For a less carbohydrate-laden dish, definitely order the pan-roasted Cod with broccoli and anchovies passata($35.50). Perfectly pan-fried, the cod seasoning is superb. Not at all fishy, as seafood dishes can sometimes be, the well-seasoned crisp outer layer hides a soft and flaky interior which comes apart with a touch of the fork.
Another recommended main, the Barolo wine slow-braised veal cheek served with potato puree, showed the results of good braising with its tenderness. Fans of veal will like this dish, though personally, it was less memorable than the cod and pasta.
Pontini's dessert menu will enthral the sweet-toothed, as there is something for everyone.
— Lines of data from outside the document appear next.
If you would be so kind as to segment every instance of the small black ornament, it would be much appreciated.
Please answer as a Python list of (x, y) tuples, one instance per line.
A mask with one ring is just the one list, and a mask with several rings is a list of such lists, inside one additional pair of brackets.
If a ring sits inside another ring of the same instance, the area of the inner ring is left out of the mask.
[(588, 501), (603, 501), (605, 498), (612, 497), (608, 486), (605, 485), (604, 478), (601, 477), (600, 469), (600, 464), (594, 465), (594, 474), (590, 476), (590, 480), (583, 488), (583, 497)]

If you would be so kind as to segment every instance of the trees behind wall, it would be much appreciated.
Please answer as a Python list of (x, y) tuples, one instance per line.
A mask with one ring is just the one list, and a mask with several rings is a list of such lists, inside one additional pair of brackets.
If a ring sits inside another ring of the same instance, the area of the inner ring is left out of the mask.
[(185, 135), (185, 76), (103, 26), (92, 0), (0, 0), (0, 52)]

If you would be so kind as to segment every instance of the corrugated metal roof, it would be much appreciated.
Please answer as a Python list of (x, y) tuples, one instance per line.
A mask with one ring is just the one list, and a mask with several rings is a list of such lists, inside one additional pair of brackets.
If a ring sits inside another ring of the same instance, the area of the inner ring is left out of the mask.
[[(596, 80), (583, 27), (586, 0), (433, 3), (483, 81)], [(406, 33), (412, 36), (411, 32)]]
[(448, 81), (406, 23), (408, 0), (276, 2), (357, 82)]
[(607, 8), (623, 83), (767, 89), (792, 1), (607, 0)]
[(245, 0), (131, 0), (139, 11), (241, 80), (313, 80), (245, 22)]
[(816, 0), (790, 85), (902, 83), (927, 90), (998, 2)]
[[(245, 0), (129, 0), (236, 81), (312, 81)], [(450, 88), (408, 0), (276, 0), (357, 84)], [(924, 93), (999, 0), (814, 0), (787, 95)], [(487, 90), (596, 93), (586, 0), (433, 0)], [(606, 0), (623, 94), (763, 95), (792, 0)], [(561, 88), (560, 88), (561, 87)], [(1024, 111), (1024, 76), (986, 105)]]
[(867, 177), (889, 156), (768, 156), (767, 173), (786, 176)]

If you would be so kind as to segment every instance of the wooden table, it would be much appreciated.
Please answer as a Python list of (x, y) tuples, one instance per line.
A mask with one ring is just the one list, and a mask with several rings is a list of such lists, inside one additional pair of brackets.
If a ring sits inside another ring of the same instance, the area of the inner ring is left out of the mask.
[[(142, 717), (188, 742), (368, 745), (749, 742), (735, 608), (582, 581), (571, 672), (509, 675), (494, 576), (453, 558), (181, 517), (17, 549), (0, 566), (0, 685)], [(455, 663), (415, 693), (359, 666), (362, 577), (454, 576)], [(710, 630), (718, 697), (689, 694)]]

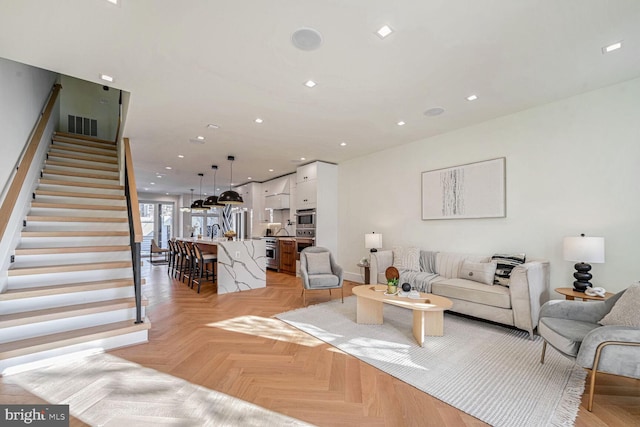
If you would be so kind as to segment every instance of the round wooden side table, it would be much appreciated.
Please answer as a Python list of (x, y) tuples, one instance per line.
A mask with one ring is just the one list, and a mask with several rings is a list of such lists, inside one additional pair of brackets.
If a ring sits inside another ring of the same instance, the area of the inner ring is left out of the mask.
[(576, 298), (581, 298), (582, 301), (604, 301), (608, 298), (611, 298), (614, 294), (611, 292), (606, 292), (604, 294), (604, 298), (602, 297), (592, 297), (589, 295), (586, 295), (584, 292), (576, 292), (573, 290), (573, 288), (555, 288), (554, 289), (557, 293), (559, 293), (560, 295), (564, 295), (564, 298), (567, 300), (575, 300)]

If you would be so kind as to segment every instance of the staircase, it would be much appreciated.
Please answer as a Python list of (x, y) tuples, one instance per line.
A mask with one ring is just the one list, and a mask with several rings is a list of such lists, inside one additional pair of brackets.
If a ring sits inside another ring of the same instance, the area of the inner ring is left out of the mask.
[[(56, 133), (0, 293), (9, 367), (147, 342), (135, 324), (129, 223), (113, 142)], [(143, 318), (144, 318), (143, 301)]]

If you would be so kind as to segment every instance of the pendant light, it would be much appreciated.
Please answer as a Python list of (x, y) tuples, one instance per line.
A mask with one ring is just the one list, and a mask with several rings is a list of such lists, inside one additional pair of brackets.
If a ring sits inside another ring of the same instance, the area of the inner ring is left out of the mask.
[(202, 206), (204, 204), (204, 200), (202, 200), (202, 177), (204, 176), (204, 174), (199, 173), (198, 176), (200, 177), (200, 198), (191, 203), (191, 210), (196, 212), (208, 211), (209, 208), (205, 208), (204, 206)]
[(207, 208), (224, 208), (224, 205), (218, 203), (218, 196), (216, 196), (216, 174), (218, 173), (218, 166), (211, 165), (213, 169), (213, 194), (207, 197), (202, 206)]
[(227, 157), (227, 160), (231, 162), (231, 180), (229, 181), (229, 191), (225, 191), (218, 197), (218, 203), (222, 203), (223, 205), (241, 205), (244, 203), (242, 197), (231, 189), (231, 183), (233, 182), (233, 161), (235, 159), (233, 156)]
[(193, 204), (193, 188), (191, 189), (191, 204), (189, 206), (182, 206), (180, 212), (191, 212), (191, 205)]

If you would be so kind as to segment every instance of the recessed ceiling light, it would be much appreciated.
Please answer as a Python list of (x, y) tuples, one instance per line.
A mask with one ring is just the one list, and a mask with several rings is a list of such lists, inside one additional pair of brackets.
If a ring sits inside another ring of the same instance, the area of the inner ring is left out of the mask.
[(427, 111), (425, 111), (424, 115), (425, 116), (429, 116), (429, 117), (433, 117), (433, 116), (439, 116), (442, 113), (444, 113), (444, 108), (442, 108), (442, 107), (433, 107), (433, 108), (429, 108)]
[(209, 129), (218, 129), (220, 126), (218, 126), (218, 125), (214, 125), (213, 123), (209, 123), (209, 124), (207, 125), (207, 127), (208, 127)]
[(149, 191), (149, 188), (148, 187), (144, 187), (144, 191)]
[(165, 166), (164, 168), (165, 168), (166, 170), (168, 170), (168, 171), (170, 171), (170, 170), (172, 169), (172, 168), (171, 168), (171, 166)]
[(251, 178), (250, 176), (248, 176), (248, 177), (247, 177), (247, 179), (253, 179), (253, 178)]
[(378, 37), (380, 37), (381, 39), (387, 37), (389, 34), (393, 33), (393, 30), (391, 29), (390, 26), (388, 25), (383, 25), (382, 27), (380, 27), (380, 29), (378, 31), (376, 31), (376, 34), (378, 35)]
[(204, 141), (204, 136), (198, 135), (196, 136), (196, 139), (199, 139), (200, 141)]
[(406, 123), (405, 123), (405, 122), (403, 122), (402, 120), (400, 120), (400, 121), (399, 121), (398, 123), (396, 123), (396, 124), (397, 124), (398, 126), (404, 126), (404, 125), (406, 125)]
[(317, 83), (316, 83), (316, 82), (314, 82), (313, 80), (307, 80), (306, 82), (304, 82), (304, 85), (305, 85), (306, 87), (308, 87), (308, 88), (312, 88), (312, 87), (314, 87), (315, 85), (317, 85)]
[(467, 101), (475, 101), (478, 99), (478, 95), (469, 95), (467, 96)]
[(178, 158), (184, 159), (184, 156), (182, 154), (178, 154)]
[(269, 172), (273, 172), (273, 169), (269, 169)]
[(160, 179), (162, 178), (162, 175), (156, 175), (156, 178)]
[(255, 120), (255, 122), (256, 122), (256, 123), (262, 123), (262, 122), (263, 122), (263, 120), (262, 120), (260, 117), (258, 117), (258, 118)]
[(105, 82), (113, 83), (113, 77), (108, 76), (106, 74), (100, 74), (100, 78)]
[(618, 50), (622, 47), (622, 41), (616, 42), (614, 44), (610, 44), (609, 46), (605, 46), (602, 48), (602, 53), (613, 52), (614, 50)]
[(169, 195), (169, 193), (164, 193), (164, 194), (166, 194), (167, 196)]
[(305, 161), (305, 160), (307, 160), (307, 158), (306, 157), (300, 157), (300, 160)]
[(151, 184), (151, 185), (156, 185), (156, 183), (155, 183), (155, 182), (150, 182), (149, 184)]
[(109, 3), (118, 4), (118, 0), (107, 0)]
[(341, 147), (344, 147), (345, 145), (347, 145), (347, 143), (346, 143), (346, 142), (344, 142), (344, 141), (342, 141), (342, 142), (340, 143), (340, 146), (341, 146)]

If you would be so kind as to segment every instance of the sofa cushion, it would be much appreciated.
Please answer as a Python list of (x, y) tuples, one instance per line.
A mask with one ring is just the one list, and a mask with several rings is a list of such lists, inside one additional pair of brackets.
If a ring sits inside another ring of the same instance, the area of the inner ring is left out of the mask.
[(438, 255), (436, 255), (436, 271), (434, 273), (449, 279), (460, 277), (460, 267), (465, 259), (471, 262), (489, 262), (488, 256), (438, 252)]
[(493, 285), (496, 274), (495, 262), (471, 262), (464, 260), (460, 267), (460, 278), (473, 280), (474, 282)]
[(437, 279), (431, 284), (431, 293), (493, 307), (511, 308), (508, 288), (487, 286), (466, 279)]
[(309, 286), (312, 288), (334, 288), (338, 286), (340, 279), (335, 274), (310, 274)]
[(627, 288), (611, 311), (600, 320), (606, 326), (633, 326), (640, 328), (640, 284)]
[(332, 274), (329, 252), (309, 252), (307, 257), (307, 273), (311, 274)]
[(393, 266), (398, 270), (420, 271), (420, 248), (394, 246)]
[(494, 284), (509, 286), (511, 270), (513, 270), (516, 265), (524, 264), (526, 256), (523, 253), (495, 254), (491, 257), (491, 260), (495, 261), (498, 264), (498, 267), (496, 268), (496, 277), (494, 279)]
[[(495, 287), (499, 288), (499, 286)], [(538, 323), (538, 333), (554, 348), (576, 357), (584, 337), (598, 327), (598, 324), (591, 322), (543, 317)]]
[(420, 271), (435, 273), (437, 255), (438, 252), (420, 251)]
Aficionados of Italian cuisine will want to try the Tiramisu, which is every Italian restaurant's signature dessert. Pontini's Venetian-style version($15.50) is served in a coffee cup, a rich affair of soft lady fingers and a mild dose of rum and mascarpone, nicely set off by the thick coating of bitter cocoa powder.
The adventurous can try the Hazelnut Crème Brûlée served with a sorbet of mixed berries($16.50) for an interesting take on the ubiquitous crème brûlée. Expect a hint of hazelnut, as well as a somewhat grainy texture, in comparison to the usual. Creativity seems to work in this instance, and the result is crème brulee that you will not tire of. Treat your palate to both sides of the sweet-sour spectrum.
- The Service
An interesting fact is that some of the staff are Italian, adding even more to your authentic dining experience. Friendly and skilled, the staff will be happy to attend to your every need.
The SD Food Advisor's Take on Pontini:
A tad pricey, but good food and service does come at a price. Testament to its popularity is its sizeable lunch crowd, all of which left with satisfied stomachs. The quality of the food is excellent and the service is impeccable. What more can one ask from a restaurant?